I would recommend not measuring at bird level. Your readings are going to be lowest and unreliable.
I always measure at about waist height. For the most accurate using tripods with anemometers at 3 positions is the more scientific method and usually done in an empty house.
Could you please highlight more about Sensible Heat Loss?
Any avian species thermoregulates by a combination of evaporative cooling and sensible heat loss. As a general rule, a broiler chicken will partition (essentially split) 60% via evaporative cooling in the respiratory tract which is released into the house in the form of water vapor. The other 40% has to be removed by sensible heat loss. This is done through a combination of convection (moving air), conduction (from a hot surface such as skin to cold surface such as concrete) and radiation (infra-red) to the surrounding air. This heat has to be removed from the house by means of ventilation. The cooler the air passing over the bird and the quicker it does, the more heat the bird can release to the surrounding air. This is what the bird perceives as “wind chill” and referred to as sensible heat loss.
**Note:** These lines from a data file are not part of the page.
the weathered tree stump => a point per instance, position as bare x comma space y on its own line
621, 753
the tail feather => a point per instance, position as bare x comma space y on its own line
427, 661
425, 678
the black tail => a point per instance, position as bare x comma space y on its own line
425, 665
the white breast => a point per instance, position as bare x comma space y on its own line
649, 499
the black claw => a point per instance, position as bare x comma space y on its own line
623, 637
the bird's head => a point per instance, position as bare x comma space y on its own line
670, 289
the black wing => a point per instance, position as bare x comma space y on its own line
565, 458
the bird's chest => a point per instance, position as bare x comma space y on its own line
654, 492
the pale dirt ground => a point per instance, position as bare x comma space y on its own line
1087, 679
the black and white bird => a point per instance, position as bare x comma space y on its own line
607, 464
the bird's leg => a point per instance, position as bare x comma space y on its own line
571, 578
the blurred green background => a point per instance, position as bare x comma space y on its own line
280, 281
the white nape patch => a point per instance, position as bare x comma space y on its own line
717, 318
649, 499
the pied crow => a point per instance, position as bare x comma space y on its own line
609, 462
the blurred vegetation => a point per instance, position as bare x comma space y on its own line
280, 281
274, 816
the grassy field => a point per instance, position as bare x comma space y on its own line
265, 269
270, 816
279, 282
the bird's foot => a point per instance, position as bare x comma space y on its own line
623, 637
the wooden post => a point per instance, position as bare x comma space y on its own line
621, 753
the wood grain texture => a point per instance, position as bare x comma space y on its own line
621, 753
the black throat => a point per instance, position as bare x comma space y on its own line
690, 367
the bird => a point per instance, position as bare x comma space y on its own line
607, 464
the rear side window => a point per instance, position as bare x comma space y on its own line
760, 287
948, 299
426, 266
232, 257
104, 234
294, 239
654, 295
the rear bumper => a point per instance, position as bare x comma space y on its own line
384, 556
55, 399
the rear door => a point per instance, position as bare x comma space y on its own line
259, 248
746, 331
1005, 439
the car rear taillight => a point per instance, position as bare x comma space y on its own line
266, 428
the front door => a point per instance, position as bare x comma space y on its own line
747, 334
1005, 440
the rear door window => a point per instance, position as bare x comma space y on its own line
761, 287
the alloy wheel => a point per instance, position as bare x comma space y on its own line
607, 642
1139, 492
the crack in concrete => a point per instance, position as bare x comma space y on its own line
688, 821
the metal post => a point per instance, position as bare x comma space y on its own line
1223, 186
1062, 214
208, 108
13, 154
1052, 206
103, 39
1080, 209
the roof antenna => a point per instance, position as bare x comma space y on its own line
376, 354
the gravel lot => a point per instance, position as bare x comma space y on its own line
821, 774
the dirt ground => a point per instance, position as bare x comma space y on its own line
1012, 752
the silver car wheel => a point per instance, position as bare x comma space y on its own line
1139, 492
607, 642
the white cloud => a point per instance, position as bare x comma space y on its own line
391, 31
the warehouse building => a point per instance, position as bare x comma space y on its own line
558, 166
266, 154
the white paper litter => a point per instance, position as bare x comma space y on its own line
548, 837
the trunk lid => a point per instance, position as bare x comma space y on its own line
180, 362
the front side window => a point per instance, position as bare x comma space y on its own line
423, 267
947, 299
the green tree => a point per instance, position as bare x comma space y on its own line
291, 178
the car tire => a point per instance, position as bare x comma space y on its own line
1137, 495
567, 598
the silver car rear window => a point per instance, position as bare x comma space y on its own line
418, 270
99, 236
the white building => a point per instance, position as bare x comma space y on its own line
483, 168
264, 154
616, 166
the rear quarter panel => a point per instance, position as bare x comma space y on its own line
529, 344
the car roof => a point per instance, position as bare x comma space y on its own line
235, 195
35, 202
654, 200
When the chicks release heat; 40 % as sensible heat and 60% as evaporative, does it happen together or is sensible heat first then evaporative?
Both forms of heat release happen together to balance the bird’s internal temperature. As you would expect these are very general numbers which can be assumed in most situations. So, the sensible heat portion is the heat we have to remove from the house. The evaporative portion is released into the house in the form of humidity.
I have a closed colony house for commercial broilers from day 1 to finish. What are the differences in temperature requirement and air speed?
We don’t have any specific temperature and air speed recommendations for colony houses. The challenge with colony houses is the lack of significant airspeed in the cages and the very high operating static pressure during full tunnel mode. The ventilation and heating systems for colony houses varies tremendously depending on the design.